Managing college life in a pandemic


Photo courtesy of Klaire Brock

Klaire and Whitney Brock wear masks to make sure their grandmother stays safe during the COVID-19 pandemic.

The Fall 2020 semester will be nothing like any other experienced by college students in generations. Not since the 1918 Spanish Flu, the Great Depression or the years surrounding WWII, have the lives of so many Americans been so altered by a shared event. The transition from high school to college, from the relative safety of our home community to this new place, is a challenging thing on its own, but coming to college in the middle of a global pandemic is filled with so many more unknowns for all of us.

Having class switched to online during last spring semester was a difficult thing to process for many Tarleton students. One day, you’re in the middle of spring break and the next thing you know you aren’t returning to campus at all. No chance to say goodbye to friends, no face-to-face time with faculty and, for many, packing up in a rush. It was a difficult change to switch to online courses halfway through a semester for students and faculty alike. However, for some there were positives that came out of having to self-isolate.

For myself, I was able to go home and spend quality time with my family. My twin, who had recently gotten engaged, came home and for the first time in four years, we were in the same house again. I was able to spend time with my parents in between zoom classes and work meetings. I was also able to spend almost every day with my Gammie (Grandmother). Although, having to go home for some wasn’t possible or positive as it was for me, I will forever be grateful for the extra time I got with my family.

If we have to do it again, we know we can and this time everyone is prepared.

Starting college in a pandemic, many students have hard-to-answer questions; how can I enjoy college if I can’t have fun with my friends? How do I safely share a room with one to three other people without wearing a mask all of the time? What if my roommates don’t take this seriously or what if they take it more seriously than I do? What about eating at the dining hall or out anywhere? What about all the things that made us want to go away to college in the first place?

Unfortunately, there are no easy, quick or proven answers to any of these questions as this situation is new to all of us. The bottom line is, use common sense in response to a pandemic or to life in general. Hang out with responsible friends. Wash your hands, and wear your mask. Clean it properly and learn how to take it off without contaminating yourself.

By deciding to attend Tarleton, you have made the Texan Commitment to be safe and respectful during this time. Wearing a mask is not just for someone who is actively infected. It is showing that you have enough respect and compassion to wear one for others who might have a compromised immune system.

“We all need to take personal responsibility to limit the spread of COVID-19 by making our own health and safety and that of others a top priority,” Dr. Kelli Styron Vice President, of the Division of Student Affairs, said.

If you are feeling sick, stay in your room and contact your Residential Leader and family.

If a friend is sick, encourage them to get medical care. If you test positive for COVID-19, the Tarleton’s roadmap for Fall 2020 on the Tarleton website has a form for students, faculty and staff to fill out. If you are feeling overwhelmed by the combination of new college experiences, new people and this pandemic, remember you are not alone. These are very unusual times and everyone, those who ignore the risk and those who take it seriously, is trying to figure this out.
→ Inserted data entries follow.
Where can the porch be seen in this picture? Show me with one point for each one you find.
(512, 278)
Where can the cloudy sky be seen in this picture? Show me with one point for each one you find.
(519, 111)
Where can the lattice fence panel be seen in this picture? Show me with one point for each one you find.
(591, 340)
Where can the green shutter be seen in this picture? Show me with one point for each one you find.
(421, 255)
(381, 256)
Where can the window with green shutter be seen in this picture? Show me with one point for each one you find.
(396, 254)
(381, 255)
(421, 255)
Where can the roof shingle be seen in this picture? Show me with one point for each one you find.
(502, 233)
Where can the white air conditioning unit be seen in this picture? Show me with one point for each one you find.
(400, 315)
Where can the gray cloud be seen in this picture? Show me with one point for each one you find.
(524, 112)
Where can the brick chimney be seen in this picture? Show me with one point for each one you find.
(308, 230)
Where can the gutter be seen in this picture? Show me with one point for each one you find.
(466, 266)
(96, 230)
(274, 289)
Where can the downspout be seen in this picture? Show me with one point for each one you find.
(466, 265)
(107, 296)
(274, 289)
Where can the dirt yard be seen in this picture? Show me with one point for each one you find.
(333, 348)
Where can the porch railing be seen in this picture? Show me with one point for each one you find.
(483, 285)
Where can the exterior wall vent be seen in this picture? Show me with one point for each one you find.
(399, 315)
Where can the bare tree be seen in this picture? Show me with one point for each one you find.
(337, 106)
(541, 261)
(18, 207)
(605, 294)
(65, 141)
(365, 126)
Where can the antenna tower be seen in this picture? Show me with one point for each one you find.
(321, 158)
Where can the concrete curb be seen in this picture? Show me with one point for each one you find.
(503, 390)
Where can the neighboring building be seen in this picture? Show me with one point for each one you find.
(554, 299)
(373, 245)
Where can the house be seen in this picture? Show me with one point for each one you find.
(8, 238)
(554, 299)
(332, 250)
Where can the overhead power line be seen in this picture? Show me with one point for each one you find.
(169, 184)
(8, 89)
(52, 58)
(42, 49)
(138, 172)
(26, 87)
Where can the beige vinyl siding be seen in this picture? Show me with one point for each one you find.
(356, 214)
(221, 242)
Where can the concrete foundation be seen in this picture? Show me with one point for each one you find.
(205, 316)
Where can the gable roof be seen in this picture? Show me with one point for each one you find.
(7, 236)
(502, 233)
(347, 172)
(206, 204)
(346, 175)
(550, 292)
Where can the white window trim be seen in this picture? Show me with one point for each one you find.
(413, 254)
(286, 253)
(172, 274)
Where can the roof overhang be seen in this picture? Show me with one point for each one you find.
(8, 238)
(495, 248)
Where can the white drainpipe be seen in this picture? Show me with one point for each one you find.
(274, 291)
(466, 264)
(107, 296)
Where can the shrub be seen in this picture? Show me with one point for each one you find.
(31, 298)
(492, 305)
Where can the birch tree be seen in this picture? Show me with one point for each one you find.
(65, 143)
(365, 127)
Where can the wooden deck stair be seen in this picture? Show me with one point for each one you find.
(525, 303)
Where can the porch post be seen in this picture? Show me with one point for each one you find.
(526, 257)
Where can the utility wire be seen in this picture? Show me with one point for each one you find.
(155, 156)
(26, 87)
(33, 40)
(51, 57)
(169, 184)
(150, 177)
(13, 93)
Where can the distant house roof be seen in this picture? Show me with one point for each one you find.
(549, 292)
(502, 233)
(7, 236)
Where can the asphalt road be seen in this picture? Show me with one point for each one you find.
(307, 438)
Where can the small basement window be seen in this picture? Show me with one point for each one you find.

Feelings of sadness, anger, and frustration at plans interrupted or changed, is normal. Talk to your friends, your Residential Leader, or Student Counseling Services. Student Health and Counseling services are included in your tuition, so use them. You can always try it and decide that it isn’t for you.

Don’t let others decide your response to this virus situation (or to any other situation you face). If you are afraid of getting sick, take the actions you need to feel in control of your own health. If you aren’t afraid, be respectful of someone who is (you don’t know what that person’s health or personal situation is). Most importantly, be kind.

At a time like this, it is critically important that you rely on the things that have helped you get this far. Maintain your routine and don’t let those around you take that away from you. Sleep is essential to physical and emotional health. Stay connected to those from home who know you best and can offer support. Connect with new friends that share your values.

Life is about choices and the consequences you are willing to live with. Try to make the best of a situation we are all in together. Change can be a good thing if we embrace it and grow from it. Don’t let something you can’t control affect the start of the best four years of your life.